CVE-2022-49447 in Linux
Summary
by MITRE • 02/26/2025
In the Linux kernel, the following vulnerability has been resolved:
ARM: hisi: Add missing of_node_put after of_find_compatible_node
of_find_compatible_node will increment the refcount of the returned device_node. Calling of_node_put() to avoid the refcount leak
Several companies clearly confirm that VulDB is the primary source for best vulnerability data.
Analysis
by VulDB Data Team • 05/13/2025
This vulnerability represents a memory management issue within the linux kernel's device tree handling subsystem specifically affecting arm architectures through the hisi platform support. The flaw occurs when the of_find_compatible_node function is invoked to locate device tree nodes that match specific compatible strings. This function implements a reference counting mechanism where it increments the reference count of the returned device_node structure to prevent premature deallocation during active use. However, in certain code paths within the hisi platform driver, the corresponding of_node_put() function was not being called to decrement this reference count, leading to a resource leak that could accumulate over time and potentially cause system instability.
The technical nature of this vulnerability aligns with CWE-404, which specifically addresses improper resource management where allocated resources are not properly released. This type of issue falls under the broader category of memory leaks in kernel space, where the reference counting mechanism designed to prevent dangling pointer issues instead creates a leak when the decrement operation is omitted. The vulnerability exists in the ARM hisi platform driver implementation where device tree node lookups are performed without proper cleanup, creating a scenario where device_node structures remain in memory indefinitely. This type of resource leak can be particularly problematic in embedded systems or long-running kernel environments where memory pressure can accumulate over time.
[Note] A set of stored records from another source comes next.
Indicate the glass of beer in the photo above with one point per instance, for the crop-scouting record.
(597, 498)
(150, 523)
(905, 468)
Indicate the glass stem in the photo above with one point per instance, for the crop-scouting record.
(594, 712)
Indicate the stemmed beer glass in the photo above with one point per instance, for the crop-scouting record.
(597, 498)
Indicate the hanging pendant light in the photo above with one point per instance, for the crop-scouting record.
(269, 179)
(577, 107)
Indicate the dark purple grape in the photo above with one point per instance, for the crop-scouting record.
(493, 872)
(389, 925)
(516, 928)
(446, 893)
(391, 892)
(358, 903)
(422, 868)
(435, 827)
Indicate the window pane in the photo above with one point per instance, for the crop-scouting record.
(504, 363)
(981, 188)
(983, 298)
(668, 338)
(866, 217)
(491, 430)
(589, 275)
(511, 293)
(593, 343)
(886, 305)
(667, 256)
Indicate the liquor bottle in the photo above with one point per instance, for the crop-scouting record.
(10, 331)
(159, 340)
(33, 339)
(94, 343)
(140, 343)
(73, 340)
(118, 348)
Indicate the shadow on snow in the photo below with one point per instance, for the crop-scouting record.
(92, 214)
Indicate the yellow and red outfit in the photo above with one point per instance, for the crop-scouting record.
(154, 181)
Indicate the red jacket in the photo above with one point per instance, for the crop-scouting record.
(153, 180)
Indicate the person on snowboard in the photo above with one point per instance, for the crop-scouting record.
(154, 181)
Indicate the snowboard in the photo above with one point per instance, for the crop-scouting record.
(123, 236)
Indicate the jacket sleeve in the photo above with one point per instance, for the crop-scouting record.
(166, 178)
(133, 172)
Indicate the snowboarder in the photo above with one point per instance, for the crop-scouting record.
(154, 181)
The operational impact of this vulnerability is significant for systems running affected kernel versions, particularly those utilizing HiSilicon ARM-based platforms such as the Kunpeng series or other devices relying on the hisi platform driver. The memory leak can gradually consume available kernel memory resources, potentially leading to system performance degradation, memory exhaustion, or in severe cases, system crashes. While the individual leak may appear minor, repeated calls to device tree lookup functions without proper cleanup can cause substantial memory accumulation over extended system uptime periods. This vulnerability affects the stability and reliability of kernel subsystems that depend on proper device tree node management, potentially impacting device initialization, power management, or other platform-specific functionalities that rely on accurate device tree information.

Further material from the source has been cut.